Negotiators for Yale and its two largest unions reached their first tentative agreements yesterday on what they called “small issues,” marking the first tangible result of a new method of bargaining.
Bargaining team members from the University and Local 34, which represents about 2,800 clerical and technical workers, agreed tentatively to changes in the language of contract provisions on leaves of absence. They also agreed to convert Local 34 jobs to a weekly payroll when the University has the technological capacity to do so, union leaders said.
Working in a separate room, other University negotiators and members of Local 35, which represents nearly 1,100 dining hall, service and maintenance workers, agreed tentatively to changes in grievance procedures and notification policies for illnesses and injuries.
The agreements, which are considered tentative until final contracts are settled, were reached after the first two days of substantive bargaining using a new process and help from a labor-management consultant.
Union leaders said they chose to address relatively small issues specific to each union so they could get adjusted to the new process before addressing larger, more contentious issues.
“We dealt with small issues to get our feet wet,” Local 34 President Laura Smith said. “It became very clear that the process can work but really does involve a significant commitment on the part of all involved to make this mammoth change.”
Local 35 President Bob Proto said the new process was difficult but worth it.
“It’s a lot of hard work to solve problems as opposed to just agreeing to issues,” Proto said. “We’re moving slowly but moving forward.”

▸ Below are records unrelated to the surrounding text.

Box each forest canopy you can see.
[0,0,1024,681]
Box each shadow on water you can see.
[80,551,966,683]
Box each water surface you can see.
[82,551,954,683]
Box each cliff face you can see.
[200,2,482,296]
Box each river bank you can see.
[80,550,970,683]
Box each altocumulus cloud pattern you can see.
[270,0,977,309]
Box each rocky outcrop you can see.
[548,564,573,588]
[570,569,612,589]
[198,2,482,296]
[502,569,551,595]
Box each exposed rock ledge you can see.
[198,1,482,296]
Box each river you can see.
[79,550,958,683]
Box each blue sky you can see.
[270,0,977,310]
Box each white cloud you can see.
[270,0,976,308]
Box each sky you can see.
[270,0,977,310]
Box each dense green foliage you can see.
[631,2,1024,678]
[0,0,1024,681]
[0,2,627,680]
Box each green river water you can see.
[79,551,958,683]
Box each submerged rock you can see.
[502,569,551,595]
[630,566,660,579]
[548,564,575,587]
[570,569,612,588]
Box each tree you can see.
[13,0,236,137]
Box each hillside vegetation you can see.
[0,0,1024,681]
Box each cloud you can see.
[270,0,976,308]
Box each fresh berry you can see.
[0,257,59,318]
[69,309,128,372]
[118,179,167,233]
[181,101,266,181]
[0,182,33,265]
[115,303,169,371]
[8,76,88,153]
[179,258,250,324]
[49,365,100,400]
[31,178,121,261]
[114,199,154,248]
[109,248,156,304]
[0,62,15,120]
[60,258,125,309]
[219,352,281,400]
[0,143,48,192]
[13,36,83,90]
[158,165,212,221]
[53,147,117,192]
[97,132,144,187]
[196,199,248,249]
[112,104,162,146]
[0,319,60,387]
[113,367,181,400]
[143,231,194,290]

Yale spokeswoman Helaine Klasky declined to comment on specific issues.
“I don’t think it’s appropriate to discuss specifics at this time,” Klasky said. “We are very pleased with the progress that’s being made.”
The two sides agreed to work with the consultant, John Stepp, in an attempt to improve the historically acrimonious relationship between Yale and its union. After meeting with more than 120 representatives from both sides, Stepp suggested the two sides seek a new method for negotiations, which have typically involved tensions and strikes. Leaders from both sides agreed to use the method Stepp suggested, called interest-based bargaining.
Unlike the traditional process, in which both sides come to negotiations with a list of pre-formulated proposals for the other to accept or reject, interest-based bargaining requires both sides to forego finalized proposals and instead enter negotiations with general interests they would like to see met in the negotiations. Both sides are then to work together to find mutually acceptable ways to address the issues.
Smith said the tentative agreements for Local 34 involve a language change for the leave of absence provision that makes it more in line with the federal Family and Medical Leave Act. She added that the payroll change would likely occur “a bit off in the distance.”
Union spokeswoman Deborah Chernoff said the grievance changes were geared toward making grievance procedures more effective and efficient.